Tpetra::Details::FixedHashTable: copyOffsets does incorrect host access from CUDA
Created by: mhoemmen
Tpetra::Details::FixedHashTable: Fix CUDA crash
@trilinos/tpetra
FixedHashTable implements Tpetra::Map's conversion from global to local indices for the noncontiguous Map case, among other things. It has a "copy constructor" which converts between instances on different Kokkos devices. This constructor uses the copyOffsets internal function, which lives in Tpetra_Details_FixedHashTable_decl.hpp. copyOffsets copies FixedHashTable::ptr_ -- the offsets array (corresponds to the 'ptr' array in CSR) -- from one device to another. Different devices may use different offset types, so copyOffsets can't just use Kokkos::deep_copy. It also checks for overflow. Thus, it uses a custom parallel_reduce functor, CopyOffsets (note initial capital).

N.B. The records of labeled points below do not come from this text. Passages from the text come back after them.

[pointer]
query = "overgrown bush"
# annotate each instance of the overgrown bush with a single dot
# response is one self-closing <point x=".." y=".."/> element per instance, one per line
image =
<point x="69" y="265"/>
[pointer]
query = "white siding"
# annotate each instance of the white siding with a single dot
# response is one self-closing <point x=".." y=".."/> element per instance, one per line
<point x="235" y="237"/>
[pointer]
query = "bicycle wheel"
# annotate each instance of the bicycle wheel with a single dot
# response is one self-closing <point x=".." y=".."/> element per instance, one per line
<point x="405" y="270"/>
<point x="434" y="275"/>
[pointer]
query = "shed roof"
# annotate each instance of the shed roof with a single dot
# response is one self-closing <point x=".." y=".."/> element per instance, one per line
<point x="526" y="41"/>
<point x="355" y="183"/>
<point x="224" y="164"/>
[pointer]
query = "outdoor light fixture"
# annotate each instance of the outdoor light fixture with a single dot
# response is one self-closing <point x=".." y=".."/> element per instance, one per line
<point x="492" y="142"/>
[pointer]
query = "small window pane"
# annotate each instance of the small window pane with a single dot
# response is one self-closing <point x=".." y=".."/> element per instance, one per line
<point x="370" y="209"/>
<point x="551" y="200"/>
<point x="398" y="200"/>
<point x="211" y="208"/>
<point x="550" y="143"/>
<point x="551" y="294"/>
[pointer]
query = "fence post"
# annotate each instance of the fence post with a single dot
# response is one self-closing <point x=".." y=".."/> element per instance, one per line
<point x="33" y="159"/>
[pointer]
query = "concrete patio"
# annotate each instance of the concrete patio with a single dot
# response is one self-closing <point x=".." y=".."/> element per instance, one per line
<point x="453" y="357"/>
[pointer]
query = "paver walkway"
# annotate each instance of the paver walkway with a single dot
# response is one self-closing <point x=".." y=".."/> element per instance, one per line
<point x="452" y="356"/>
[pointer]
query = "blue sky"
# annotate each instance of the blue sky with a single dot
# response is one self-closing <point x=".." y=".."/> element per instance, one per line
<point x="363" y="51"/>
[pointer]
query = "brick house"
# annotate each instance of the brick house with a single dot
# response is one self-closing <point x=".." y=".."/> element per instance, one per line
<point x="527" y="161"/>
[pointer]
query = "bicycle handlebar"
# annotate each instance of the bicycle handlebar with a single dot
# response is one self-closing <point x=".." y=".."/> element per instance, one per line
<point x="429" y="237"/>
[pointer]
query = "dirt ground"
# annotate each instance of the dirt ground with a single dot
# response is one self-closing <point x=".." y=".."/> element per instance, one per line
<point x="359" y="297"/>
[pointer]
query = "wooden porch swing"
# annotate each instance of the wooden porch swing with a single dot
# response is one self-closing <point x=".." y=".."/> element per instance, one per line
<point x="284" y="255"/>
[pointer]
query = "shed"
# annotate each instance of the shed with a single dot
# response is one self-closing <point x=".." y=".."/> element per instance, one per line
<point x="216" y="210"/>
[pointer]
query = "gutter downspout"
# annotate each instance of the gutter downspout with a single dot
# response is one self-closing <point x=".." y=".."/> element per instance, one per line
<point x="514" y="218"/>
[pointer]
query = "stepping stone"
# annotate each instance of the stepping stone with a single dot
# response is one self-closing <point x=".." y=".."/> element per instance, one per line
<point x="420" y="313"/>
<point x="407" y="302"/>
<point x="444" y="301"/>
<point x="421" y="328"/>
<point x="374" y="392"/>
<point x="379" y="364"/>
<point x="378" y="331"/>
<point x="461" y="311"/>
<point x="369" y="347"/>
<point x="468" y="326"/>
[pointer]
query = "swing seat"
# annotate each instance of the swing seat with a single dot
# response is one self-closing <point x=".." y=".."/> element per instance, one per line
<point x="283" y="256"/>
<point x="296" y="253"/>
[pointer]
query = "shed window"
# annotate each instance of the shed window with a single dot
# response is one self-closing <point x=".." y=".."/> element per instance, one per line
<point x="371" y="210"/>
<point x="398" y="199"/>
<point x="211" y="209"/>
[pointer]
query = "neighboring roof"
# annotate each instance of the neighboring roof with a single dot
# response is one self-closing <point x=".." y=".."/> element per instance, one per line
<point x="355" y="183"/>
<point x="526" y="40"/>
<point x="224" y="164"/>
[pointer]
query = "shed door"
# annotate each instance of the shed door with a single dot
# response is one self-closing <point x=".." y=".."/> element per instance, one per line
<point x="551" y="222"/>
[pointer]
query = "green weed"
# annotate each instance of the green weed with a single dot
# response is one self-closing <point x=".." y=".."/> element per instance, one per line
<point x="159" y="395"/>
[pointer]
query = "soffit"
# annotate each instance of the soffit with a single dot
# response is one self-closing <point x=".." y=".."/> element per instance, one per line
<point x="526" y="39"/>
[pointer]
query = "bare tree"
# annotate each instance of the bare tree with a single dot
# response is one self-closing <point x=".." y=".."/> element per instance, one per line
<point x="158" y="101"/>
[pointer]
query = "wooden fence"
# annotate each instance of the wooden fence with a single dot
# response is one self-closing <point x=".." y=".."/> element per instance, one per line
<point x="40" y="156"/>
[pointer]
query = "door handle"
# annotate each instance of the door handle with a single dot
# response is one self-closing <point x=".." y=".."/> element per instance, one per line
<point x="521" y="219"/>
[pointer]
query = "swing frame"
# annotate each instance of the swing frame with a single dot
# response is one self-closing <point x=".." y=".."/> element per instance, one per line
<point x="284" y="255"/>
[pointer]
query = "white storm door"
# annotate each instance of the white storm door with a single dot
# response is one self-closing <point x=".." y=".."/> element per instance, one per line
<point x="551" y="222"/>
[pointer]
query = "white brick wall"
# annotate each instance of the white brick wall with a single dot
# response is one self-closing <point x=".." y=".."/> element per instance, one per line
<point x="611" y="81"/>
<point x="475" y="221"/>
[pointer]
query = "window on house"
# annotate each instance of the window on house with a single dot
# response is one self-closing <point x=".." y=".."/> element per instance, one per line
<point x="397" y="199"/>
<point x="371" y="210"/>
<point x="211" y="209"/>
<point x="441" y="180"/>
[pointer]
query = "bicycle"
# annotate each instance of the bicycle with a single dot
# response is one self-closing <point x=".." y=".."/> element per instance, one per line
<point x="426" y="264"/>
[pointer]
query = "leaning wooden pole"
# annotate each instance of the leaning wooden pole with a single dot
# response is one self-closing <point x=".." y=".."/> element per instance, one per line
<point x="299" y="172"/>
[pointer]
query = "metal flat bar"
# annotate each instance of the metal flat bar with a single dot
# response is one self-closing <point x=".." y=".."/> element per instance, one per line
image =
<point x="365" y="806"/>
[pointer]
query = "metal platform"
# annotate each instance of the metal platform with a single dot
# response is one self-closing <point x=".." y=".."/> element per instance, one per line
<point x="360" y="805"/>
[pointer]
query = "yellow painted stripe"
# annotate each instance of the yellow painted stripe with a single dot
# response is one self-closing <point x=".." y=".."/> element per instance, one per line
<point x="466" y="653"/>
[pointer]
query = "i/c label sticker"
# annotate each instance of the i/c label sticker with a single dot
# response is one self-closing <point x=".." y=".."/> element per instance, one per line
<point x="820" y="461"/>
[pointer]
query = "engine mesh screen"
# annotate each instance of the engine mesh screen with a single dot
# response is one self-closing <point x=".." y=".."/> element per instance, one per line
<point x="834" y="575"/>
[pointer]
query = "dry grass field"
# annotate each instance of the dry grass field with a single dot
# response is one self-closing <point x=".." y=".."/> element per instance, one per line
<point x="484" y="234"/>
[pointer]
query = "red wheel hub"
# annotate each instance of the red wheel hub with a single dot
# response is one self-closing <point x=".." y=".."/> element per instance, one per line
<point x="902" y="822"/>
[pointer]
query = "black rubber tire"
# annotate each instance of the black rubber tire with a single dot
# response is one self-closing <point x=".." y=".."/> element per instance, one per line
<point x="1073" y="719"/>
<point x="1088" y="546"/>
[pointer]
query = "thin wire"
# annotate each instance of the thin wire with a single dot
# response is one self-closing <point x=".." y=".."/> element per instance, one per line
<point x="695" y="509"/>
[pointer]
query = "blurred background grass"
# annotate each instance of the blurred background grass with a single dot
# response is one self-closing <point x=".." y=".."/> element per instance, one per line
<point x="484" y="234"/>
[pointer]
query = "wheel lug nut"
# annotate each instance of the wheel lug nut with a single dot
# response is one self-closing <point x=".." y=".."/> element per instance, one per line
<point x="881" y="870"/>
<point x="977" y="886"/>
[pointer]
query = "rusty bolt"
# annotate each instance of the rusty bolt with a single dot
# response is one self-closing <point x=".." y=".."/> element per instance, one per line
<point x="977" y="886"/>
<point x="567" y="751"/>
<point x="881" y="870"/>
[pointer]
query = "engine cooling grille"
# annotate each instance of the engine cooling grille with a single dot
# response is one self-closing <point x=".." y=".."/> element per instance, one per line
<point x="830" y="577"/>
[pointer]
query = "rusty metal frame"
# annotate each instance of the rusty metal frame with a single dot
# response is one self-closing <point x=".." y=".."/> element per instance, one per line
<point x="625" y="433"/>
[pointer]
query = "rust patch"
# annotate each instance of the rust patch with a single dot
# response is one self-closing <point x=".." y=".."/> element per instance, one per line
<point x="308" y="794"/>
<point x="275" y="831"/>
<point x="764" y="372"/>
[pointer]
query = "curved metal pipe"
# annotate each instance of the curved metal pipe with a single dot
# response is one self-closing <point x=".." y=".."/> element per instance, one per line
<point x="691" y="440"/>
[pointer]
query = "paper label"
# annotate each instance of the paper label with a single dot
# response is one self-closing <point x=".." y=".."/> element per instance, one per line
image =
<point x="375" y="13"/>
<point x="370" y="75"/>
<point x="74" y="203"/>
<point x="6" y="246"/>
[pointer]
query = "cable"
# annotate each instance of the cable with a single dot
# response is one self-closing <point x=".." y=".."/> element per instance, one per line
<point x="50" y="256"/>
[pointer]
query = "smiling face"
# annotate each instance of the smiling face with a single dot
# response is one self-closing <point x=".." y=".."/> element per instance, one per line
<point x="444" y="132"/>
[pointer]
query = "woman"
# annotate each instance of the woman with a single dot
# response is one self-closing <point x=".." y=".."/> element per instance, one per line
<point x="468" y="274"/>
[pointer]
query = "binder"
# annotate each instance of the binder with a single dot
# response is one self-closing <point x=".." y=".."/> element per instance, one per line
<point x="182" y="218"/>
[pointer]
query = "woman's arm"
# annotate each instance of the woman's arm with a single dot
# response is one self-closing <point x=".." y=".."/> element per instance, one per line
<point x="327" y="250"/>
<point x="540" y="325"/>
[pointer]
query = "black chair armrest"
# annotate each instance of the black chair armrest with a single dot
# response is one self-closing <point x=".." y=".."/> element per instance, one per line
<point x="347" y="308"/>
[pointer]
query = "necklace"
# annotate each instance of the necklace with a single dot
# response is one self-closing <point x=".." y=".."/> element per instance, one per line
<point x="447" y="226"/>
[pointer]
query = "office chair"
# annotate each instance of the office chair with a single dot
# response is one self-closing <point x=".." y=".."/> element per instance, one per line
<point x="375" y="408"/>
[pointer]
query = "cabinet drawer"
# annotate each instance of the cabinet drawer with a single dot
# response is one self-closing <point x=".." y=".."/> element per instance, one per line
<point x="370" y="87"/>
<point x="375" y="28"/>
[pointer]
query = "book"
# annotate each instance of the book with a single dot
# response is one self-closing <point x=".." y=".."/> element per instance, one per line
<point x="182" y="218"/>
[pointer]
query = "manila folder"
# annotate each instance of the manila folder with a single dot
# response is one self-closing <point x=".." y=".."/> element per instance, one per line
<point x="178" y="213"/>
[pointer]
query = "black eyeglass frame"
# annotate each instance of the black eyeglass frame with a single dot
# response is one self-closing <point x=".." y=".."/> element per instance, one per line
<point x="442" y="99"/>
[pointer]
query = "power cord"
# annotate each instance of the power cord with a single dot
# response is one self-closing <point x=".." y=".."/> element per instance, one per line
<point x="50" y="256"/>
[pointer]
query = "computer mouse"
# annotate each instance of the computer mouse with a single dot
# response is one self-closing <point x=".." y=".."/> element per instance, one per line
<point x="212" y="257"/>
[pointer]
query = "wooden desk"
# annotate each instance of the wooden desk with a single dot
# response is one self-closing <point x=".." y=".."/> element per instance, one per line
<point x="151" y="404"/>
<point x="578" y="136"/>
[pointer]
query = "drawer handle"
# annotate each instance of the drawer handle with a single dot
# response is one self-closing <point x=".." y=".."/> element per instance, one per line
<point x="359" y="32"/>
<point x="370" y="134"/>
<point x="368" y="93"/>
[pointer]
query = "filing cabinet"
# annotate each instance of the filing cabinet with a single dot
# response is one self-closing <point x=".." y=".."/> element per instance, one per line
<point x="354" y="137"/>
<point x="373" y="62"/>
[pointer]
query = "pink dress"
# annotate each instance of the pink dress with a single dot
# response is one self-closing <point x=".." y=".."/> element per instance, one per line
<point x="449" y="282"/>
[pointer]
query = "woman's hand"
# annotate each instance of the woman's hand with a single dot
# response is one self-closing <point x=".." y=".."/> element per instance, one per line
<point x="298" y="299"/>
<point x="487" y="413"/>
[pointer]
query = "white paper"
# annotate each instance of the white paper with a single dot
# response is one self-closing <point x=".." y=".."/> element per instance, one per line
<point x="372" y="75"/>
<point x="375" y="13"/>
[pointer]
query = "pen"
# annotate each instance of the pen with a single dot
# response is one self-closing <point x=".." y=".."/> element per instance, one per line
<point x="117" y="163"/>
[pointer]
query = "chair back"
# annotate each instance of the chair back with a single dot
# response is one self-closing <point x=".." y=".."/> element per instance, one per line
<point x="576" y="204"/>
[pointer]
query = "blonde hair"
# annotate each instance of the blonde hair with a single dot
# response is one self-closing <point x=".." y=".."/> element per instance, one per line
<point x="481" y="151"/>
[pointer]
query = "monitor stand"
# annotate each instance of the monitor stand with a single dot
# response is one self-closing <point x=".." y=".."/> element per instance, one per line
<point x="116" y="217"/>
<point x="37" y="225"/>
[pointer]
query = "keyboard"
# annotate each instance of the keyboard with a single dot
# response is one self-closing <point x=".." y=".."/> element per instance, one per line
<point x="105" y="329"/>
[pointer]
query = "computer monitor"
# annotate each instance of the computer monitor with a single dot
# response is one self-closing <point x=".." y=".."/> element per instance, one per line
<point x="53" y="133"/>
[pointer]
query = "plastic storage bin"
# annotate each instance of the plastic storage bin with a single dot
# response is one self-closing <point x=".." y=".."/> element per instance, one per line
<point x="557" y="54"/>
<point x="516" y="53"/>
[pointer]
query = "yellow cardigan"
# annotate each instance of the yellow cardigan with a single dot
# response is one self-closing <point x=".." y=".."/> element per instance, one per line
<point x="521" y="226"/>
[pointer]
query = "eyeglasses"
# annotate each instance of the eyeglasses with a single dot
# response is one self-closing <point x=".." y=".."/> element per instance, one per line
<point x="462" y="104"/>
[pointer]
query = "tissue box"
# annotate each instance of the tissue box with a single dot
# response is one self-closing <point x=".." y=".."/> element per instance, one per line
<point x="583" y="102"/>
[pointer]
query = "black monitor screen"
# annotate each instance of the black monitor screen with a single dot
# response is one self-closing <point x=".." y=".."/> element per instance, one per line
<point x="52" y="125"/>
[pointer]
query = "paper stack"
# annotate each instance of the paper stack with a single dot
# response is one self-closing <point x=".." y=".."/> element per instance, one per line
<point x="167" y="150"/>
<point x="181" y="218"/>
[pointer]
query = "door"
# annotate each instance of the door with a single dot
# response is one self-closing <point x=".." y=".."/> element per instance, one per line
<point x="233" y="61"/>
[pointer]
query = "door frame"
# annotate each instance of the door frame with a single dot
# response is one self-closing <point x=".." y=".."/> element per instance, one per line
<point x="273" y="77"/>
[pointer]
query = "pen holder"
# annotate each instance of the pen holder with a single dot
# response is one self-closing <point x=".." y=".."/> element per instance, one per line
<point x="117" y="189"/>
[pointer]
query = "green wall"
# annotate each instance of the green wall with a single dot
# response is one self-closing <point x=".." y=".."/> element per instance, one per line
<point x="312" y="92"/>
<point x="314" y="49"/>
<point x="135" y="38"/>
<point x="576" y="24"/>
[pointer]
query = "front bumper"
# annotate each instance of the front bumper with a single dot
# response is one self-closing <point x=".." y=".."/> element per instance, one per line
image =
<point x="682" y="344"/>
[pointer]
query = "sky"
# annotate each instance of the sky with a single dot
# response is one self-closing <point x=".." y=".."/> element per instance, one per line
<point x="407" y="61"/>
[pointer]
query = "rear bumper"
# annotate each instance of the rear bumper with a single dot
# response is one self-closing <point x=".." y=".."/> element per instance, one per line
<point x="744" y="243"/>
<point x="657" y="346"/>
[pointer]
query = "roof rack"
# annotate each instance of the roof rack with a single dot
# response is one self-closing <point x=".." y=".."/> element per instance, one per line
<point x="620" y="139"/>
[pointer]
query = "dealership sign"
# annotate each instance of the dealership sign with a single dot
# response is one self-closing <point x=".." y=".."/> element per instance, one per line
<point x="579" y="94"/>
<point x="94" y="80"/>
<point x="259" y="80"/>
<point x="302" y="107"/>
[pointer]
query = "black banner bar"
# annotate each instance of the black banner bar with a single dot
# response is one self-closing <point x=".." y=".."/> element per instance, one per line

The CopyOffsets functor is templated on the input and output View types. It assumes that the output View's execution space can access the input View's memory space. This is a bug. For example, if the output View's execution space is Kokkos::Cuda, it cannot access host memory (Kokkos::HostSpace). (That's the wrong direction for CUDA UVM.) This is why the Dashboard was showing a failed test: the test was throwing in this case, because Kokkos was catching the incorrect access at run time.